In fact financial risk for certain individuals is such that they have difficulty making economic decisions and their income and ability to pay off the debt they have assumed may be compromised. Financial markets also face financial risk due to the presence of macroeconomic forces, changes in market interest rates and the possibility of default by large sectors or companies. Financial risk comes in many forms and usually affects everyone, so being aware of the risks and how to protect yourself from these problems will help you reduce the risk of financial risk damage.

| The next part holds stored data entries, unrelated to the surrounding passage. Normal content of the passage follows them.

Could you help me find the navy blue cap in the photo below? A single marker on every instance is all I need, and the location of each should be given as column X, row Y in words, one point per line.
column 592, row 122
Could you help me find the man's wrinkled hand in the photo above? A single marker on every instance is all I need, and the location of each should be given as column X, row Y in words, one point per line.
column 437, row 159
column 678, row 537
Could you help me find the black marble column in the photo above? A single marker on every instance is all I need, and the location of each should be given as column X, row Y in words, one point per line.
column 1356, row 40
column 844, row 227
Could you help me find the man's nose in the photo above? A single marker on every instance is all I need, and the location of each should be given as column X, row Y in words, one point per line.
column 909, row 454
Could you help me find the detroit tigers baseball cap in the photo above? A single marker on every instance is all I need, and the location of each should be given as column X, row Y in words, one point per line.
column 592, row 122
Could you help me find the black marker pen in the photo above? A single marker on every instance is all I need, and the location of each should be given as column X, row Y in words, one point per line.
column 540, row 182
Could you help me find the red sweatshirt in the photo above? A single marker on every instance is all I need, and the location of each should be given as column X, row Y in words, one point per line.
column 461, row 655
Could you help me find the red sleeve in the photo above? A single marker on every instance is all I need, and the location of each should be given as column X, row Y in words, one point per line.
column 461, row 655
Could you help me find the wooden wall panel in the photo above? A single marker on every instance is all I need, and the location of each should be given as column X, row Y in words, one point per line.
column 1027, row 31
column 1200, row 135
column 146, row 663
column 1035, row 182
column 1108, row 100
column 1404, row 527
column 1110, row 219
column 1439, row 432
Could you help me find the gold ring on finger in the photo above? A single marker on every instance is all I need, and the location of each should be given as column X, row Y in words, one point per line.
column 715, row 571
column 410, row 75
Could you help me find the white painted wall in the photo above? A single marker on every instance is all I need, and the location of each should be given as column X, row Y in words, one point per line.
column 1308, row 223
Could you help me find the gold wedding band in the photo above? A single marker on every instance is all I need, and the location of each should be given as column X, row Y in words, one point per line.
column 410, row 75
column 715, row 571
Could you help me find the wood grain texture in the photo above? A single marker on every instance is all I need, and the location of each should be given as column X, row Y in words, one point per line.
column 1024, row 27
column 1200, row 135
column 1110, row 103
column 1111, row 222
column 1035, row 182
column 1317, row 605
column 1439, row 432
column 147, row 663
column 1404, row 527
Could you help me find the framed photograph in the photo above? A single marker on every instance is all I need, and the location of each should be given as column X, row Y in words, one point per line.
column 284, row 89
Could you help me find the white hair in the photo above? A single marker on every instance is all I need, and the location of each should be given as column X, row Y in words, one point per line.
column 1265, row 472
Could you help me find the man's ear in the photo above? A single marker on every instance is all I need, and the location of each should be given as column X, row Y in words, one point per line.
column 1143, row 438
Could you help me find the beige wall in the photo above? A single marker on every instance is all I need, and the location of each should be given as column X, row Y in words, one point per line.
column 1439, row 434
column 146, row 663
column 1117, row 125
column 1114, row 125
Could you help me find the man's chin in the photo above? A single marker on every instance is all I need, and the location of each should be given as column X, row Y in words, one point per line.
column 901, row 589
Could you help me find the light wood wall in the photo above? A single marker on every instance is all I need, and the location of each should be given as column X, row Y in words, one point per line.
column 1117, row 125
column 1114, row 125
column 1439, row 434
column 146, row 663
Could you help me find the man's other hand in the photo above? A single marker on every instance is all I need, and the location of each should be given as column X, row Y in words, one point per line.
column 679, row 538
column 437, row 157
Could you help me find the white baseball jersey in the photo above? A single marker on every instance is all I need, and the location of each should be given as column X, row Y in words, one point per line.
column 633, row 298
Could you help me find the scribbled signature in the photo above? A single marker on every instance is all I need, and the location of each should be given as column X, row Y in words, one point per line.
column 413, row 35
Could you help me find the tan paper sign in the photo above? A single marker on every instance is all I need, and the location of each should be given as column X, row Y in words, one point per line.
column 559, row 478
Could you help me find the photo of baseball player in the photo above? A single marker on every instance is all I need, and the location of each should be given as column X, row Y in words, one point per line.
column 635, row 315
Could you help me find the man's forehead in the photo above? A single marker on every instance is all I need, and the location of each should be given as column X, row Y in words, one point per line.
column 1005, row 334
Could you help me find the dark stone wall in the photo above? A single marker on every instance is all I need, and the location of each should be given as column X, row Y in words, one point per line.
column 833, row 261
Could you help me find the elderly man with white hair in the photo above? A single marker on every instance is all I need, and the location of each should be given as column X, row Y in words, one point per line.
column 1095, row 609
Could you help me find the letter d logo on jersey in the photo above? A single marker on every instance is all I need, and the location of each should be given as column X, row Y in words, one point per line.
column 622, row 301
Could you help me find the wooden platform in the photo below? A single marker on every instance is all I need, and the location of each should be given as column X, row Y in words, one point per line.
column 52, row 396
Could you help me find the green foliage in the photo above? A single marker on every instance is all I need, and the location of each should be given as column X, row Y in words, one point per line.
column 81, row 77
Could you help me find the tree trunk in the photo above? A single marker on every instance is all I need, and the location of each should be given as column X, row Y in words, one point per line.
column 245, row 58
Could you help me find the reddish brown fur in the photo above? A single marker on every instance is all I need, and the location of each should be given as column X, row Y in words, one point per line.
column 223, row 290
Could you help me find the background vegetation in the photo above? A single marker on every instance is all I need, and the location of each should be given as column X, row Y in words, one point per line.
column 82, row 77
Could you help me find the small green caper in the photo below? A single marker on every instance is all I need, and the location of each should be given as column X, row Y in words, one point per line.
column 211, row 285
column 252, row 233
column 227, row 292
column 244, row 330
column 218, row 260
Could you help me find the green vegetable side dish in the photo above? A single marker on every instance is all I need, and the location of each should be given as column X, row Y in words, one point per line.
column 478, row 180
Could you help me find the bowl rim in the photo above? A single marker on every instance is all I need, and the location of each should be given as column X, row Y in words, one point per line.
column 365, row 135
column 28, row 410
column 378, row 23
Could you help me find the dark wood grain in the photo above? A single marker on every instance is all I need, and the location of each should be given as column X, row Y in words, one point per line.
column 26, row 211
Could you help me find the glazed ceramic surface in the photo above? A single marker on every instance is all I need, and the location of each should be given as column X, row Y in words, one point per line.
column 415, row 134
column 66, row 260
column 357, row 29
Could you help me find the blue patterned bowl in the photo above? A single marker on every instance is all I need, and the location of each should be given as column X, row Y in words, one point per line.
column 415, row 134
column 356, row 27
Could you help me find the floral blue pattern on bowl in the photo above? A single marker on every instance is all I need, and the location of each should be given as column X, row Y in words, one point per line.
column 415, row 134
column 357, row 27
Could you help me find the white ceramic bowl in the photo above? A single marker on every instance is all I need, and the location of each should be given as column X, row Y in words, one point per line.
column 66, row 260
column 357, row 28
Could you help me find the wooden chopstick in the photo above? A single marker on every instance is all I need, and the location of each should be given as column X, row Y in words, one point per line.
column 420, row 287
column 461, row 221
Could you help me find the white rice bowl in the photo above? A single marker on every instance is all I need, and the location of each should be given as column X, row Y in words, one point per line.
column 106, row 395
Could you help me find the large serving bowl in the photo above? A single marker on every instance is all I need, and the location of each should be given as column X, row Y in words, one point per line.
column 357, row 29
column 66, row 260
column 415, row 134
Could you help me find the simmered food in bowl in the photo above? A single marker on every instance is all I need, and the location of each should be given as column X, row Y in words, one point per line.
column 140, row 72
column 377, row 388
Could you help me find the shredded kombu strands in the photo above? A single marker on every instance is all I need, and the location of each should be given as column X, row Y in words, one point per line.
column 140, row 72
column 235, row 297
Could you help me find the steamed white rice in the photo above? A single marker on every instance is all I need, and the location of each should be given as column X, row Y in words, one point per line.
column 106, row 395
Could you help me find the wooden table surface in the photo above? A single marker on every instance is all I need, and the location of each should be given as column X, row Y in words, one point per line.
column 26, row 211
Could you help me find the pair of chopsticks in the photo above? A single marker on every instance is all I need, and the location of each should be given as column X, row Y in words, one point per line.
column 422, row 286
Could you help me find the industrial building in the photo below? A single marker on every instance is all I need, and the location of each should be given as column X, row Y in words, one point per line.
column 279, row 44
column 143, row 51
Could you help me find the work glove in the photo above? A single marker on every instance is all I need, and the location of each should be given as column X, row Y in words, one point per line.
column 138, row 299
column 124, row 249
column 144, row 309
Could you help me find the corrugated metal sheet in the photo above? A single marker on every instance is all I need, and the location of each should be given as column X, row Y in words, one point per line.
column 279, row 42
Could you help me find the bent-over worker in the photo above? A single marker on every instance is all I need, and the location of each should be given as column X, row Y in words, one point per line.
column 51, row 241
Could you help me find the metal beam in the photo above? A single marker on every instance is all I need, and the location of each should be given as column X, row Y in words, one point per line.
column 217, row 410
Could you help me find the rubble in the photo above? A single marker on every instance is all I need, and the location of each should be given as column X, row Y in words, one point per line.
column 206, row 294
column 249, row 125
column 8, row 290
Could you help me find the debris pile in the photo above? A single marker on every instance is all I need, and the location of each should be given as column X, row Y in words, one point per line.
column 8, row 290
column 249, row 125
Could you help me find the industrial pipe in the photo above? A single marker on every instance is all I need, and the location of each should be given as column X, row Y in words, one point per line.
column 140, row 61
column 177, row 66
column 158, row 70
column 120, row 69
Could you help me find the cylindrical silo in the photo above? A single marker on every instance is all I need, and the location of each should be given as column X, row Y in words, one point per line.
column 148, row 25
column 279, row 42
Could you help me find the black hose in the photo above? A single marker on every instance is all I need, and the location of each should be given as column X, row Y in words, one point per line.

Risk can be referred to as an unexpected or negative outcome. Any activity that leads to the loss of capital can be considered a kind of financial risk. There are different types of risks that a company may face and overcome, and in general, risks can be classified into three types: business risk, non-commercial risk and financial risk.
Business risk: This type of risk is done by the companies themselves in order to maximize the value of stocks and profits. For example, companies take costly risks in order to market their new products in order to sell more.
Non-commercial risk: These types of risks are not controlled by companies. The risks of political and economic imbalances can be called non-commercial risk.
Financial risk: Financial risk, as its name implies, is the risk that will cause financial loss to firms. Financial risk is generally caused by instability and losses in the financial market due to fluctuations in stock prices, currencies, interest rates and others. These types of risks are taken by the companies themselves in order to maximize the value of stocks and profits. For example, companies take costly risks in order to market their new products in order to sell more.